Science has already unleashed AI on stupefying problems like climate change, resource-distribution logistics, disease. Corporations and startups alike have found all sorts of niche applications for AI, mostly in behind-the-scenes digital infrastructure or data crunching scenarios. We have cloud-computing behemoths like AWS and Azure to thank for making the results of their expensive investments in AI and machine learning available to the general public, the kind that 10 years ago were the sole domain of major brain trusts like Google and IBM.
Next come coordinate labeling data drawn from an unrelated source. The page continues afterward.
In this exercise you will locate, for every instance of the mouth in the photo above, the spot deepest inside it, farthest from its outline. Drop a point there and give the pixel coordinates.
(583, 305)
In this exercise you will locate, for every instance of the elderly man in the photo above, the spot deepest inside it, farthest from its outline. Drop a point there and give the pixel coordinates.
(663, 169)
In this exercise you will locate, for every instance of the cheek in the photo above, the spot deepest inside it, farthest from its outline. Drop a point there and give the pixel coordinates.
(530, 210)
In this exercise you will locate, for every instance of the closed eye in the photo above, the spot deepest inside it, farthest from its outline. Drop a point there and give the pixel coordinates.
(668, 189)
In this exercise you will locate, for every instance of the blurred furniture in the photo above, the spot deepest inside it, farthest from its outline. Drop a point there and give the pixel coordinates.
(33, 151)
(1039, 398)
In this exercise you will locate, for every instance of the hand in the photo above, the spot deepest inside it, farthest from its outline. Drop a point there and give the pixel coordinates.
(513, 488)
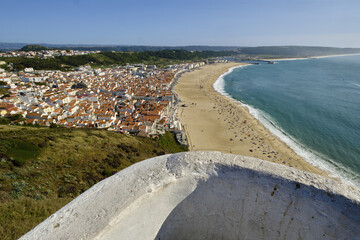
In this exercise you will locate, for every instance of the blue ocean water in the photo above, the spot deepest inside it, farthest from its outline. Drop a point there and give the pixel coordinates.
(312, 104)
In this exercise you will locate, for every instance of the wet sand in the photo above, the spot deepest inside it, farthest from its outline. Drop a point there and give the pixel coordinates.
(214, 122)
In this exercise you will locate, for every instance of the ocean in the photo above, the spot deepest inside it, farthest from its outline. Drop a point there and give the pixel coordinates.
(311, 104)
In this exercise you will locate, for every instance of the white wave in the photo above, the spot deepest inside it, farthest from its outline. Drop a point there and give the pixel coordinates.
(314, 158)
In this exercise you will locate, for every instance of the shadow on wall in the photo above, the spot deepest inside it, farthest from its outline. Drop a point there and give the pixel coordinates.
(243, 204)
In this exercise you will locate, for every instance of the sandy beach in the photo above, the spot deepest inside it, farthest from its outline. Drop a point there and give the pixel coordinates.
(214, 122)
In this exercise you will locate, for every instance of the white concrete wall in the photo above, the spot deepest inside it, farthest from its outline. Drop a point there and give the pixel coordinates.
(208, 195)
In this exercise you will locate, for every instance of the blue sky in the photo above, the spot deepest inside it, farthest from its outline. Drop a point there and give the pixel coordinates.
(182, 22)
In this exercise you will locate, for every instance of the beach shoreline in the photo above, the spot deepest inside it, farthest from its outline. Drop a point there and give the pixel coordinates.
(214, 121)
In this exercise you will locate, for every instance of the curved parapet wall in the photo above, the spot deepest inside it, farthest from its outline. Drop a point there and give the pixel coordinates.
(208, 195)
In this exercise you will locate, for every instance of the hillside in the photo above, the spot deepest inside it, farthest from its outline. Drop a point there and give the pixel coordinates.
(42, 169)
(29, 48)
(164, 57)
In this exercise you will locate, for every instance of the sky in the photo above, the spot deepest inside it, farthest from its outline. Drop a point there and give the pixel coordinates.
(333, 23)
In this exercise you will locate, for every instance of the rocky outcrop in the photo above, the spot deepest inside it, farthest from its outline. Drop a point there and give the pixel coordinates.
(208, 195)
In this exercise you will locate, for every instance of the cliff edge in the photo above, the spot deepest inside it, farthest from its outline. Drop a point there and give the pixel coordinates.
(208, 195)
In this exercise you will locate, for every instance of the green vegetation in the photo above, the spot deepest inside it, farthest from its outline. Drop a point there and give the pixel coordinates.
(29, 48)
(164, 57)
(42, 169)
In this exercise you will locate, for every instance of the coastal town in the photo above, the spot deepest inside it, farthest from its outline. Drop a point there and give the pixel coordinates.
(44, 54)
(132, 99)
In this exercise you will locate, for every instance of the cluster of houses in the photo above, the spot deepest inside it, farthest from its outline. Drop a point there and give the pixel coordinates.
(45, 53)
(133, 99)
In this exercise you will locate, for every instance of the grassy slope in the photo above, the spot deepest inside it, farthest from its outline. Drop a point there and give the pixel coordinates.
(42, 169)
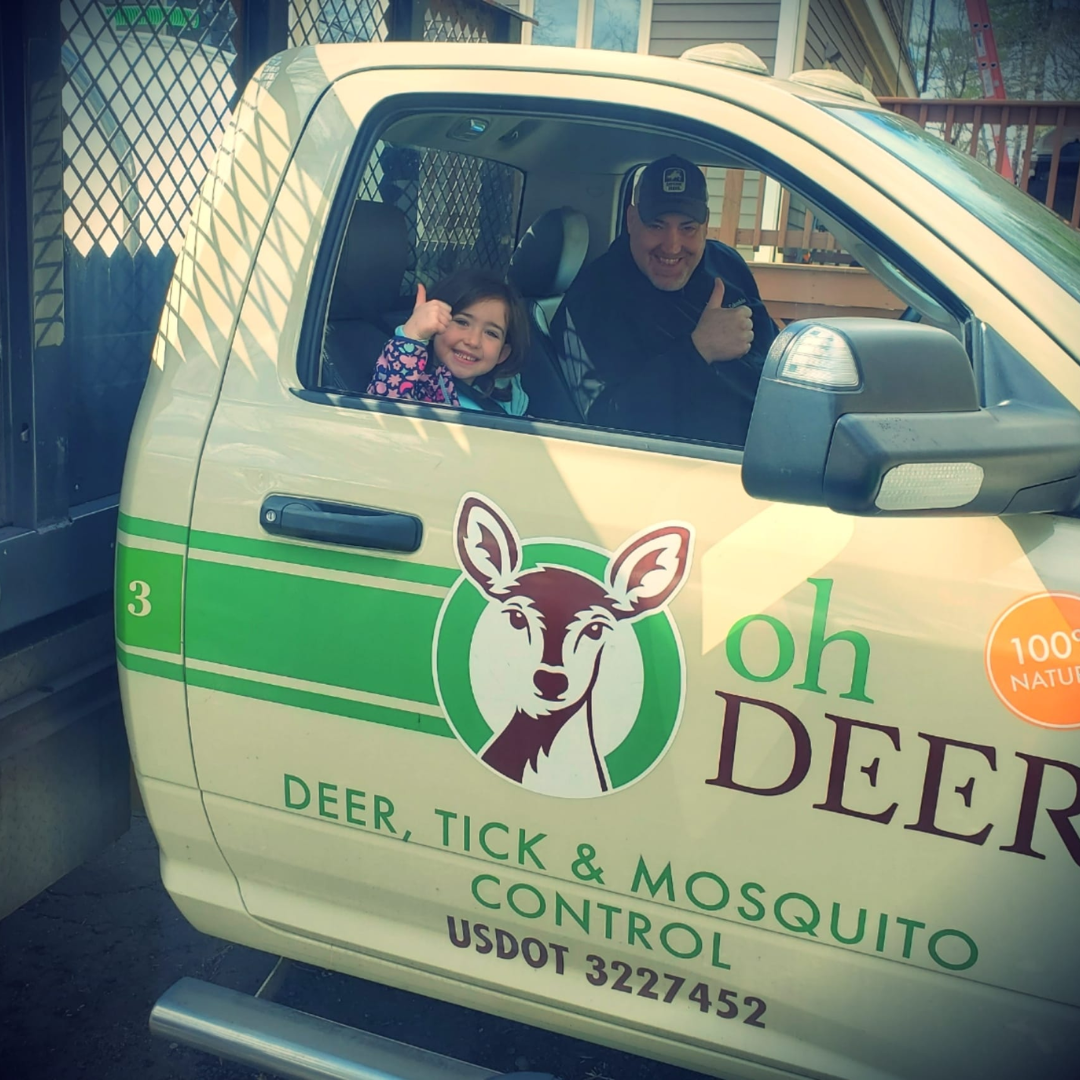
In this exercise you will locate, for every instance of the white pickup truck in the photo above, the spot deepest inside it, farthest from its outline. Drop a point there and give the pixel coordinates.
(814, 810)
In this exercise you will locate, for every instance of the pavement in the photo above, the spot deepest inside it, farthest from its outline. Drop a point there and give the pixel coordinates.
(82, 964)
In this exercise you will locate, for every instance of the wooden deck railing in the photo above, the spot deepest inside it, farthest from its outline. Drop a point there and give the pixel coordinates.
(801, 270)
(1051, 176)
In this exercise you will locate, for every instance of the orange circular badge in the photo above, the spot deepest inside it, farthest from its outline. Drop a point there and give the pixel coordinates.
(1033, 659)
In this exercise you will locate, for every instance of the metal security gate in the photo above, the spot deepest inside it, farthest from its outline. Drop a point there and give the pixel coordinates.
(110, 115)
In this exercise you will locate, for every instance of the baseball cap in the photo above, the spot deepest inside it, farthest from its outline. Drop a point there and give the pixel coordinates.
(672, 186)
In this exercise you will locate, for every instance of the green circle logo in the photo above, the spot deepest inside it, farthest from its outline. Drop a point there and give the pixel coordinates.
(557, 664)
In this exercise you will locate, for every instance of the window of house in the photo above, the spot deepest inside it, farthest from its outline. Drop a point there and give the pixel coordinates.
(618, 25)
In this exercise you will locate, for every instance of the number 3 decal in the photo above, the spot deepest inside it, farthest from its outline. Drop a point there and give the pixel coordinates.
(142, 605)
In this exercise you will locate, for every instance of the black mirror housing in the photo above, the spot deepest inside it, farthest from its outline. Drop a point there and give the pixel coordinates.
(869, 416)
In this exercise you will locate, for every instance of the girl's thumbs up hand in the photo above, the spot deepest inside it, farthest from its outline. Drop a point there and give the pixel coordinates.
(429, 316)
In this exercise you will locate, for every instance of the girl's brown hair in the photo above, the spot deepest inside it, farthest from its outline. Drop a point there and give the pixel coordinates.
(466, 287)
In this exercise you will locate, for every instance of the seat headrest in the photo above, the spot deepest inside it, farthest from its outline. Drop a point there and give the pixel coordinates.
(550, 255)
(376, 254)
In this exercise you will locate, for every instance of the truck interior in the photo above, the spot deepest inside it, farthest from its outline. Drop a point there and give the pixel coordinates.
(538, 194)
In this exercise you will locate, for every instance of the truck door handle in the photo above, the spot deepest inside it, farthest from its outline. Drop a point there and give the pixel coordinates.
(293, 515)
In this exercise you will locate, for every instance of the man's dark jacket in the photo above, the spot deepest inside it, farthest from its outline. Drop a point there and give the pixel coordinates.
(626, 351)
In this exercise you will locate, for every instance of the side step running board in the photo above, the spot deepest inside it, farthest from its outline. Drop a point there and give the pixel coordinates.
(291, 1043)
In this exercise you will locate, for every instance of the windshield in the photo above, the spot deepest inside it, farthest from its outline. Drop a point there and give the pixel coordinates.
(1016, 217)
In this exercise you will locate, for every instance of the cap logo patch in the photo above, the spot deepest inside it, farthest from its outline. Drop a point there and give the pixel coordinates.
(674, 180)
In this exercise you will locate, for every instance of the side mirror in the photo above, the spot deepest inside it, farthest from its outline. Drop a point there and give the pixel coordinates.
(871, 416)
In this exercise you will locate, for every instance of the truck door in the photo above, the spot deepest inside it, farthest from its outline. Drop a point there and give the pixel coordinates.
(744, 796)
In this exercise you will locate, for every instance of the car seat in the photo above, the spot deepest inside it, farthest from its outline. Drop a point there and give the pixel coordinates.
(543, 266)
(376, 253)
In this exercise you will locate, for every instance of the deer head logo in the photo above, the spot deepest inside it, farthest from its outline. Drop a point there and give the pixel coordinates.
(572, 680)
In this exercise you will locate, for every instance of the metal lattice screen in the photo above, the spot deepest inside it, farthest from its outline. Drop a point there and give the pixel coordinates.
(462, 211)
(146, 97)
(313, 22)
(450, 21)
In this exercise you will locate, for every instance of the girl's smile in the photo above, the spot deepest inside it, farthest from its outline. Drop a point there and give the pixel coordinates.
(475, 341)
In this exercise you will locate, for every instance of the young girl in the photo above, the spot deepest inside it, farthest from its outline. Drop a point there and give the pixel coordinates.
(477, 328)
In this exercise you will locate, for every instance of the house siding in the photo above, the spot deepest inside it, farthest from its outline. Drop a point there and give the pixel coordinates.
(829, 27)
(678, 25)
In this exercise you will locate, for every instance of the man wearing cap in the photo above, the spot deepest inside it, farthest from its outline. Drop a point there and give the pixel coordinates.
(665, 333)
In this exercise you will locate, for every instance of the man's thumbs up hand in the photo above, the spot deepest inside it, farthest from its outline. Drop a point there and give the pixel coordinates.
(716, 300)
(429, 316)
(723, 333)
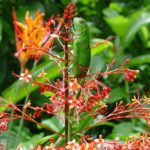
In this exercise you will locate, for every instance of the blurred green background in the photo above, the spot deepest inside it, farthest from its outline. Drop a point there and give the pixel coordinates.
(128, 21)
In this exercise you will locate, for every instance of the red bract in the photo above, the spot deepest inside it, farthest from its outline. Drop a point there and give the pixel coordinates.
(67, 99)
(130, 75)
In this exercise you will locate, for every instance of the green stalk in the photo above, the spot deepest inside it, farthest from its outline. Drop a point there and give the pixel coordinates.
(11, 122)
(22, 118)
(67, 121)
(127, 91)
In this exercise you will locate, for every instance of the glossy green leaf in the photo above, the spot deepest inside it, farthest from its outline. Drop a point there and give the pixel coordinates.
(48, 66)
(52, 72)
(54, 123)
(116, 95)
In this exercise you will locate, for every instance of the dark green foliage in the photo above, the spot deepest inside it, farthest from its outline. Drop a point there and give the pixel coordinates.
(128, 21)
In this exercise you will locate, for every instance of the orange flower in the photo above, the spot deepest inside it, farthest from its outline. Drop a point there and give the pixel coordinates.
(29, 36)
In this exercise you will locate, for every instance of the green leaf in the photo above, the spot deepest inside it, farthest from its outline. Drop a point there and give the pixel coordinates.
(32, 143)
(48, 66)
(52, 72)
(47, 94)
(54, 123)
(83, 122)
(139, 60)
(116, 95)
(0, 29)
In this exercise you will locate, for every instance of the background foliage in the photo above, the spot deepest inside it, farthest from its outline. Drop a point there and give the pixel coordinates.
(128, 21)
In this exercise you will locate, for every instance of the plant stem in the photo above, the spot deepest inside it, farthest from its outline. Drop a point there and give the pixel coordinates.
(22, 119)
(11, 122)
(127, 90)
(67, 123)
These are all meaningful applications of powerful technology, but they lack the narrative heft to capture our imagination. Or in other words, there's no story. Where's the Deep Blue of climate change? Can we gamify the war on cancer? We have to get creative with our technology, which is limited only by our capacity to imagine how to best deploy it.
Just last week Meta announced the impressive findings of its own super-powerful protein-folding predictor. But even with the company’s seemingly infinite resources–and the momentum of a research field that’s been advancing for a couple years now–these findings were instantly overshadowed by mania over Elon Musk and his takeover of Twitter. They haven’t been properly contextualized. The story hasn't been properly told. Setting these abstract battles in a physical arena and watching the blow-by-blow exchange in real time would draw the world's attention to some very unsexy but absolutely existential challenges. Go, chess and Jeopardy capture our imaginations because games are enticing. Why else would Discord have attracted 250 million users, mostly to discuss video games, in just four years?
But as fun as games are, we need to focus our energies on more pressing issues like climate change and disease because they're urgent threats to human survival. This shift of priorities reminds me that tech billionaires pour untold dollars into virtual-reality toys and celebrity space tourism, and IBM and Google have spent small fortunes to play Jeopardy and chess. To paraphrase the brilliant physician and author Siddhartha Mukherjee (no relation): "I don't want to go to Mars right now. I'd rather focus on cancer."
Redirect Jeff Bezos and Elon Musk’s extraplanetary aspirations toward our ailing earth. Encourage Zuckerberg to put more resources into exploring the human genome. Add the multiplying effects of machine learning and I promise they'll get results.
We can certainly find a way to tell those stories so that they're as gripping as watching a computer play Go, and we can certainly get the public on board. Once we do, there's no need to go to Mars. Because at this point in the human experiment, we have plenty to deal with right here at home, and we've run out of time for games.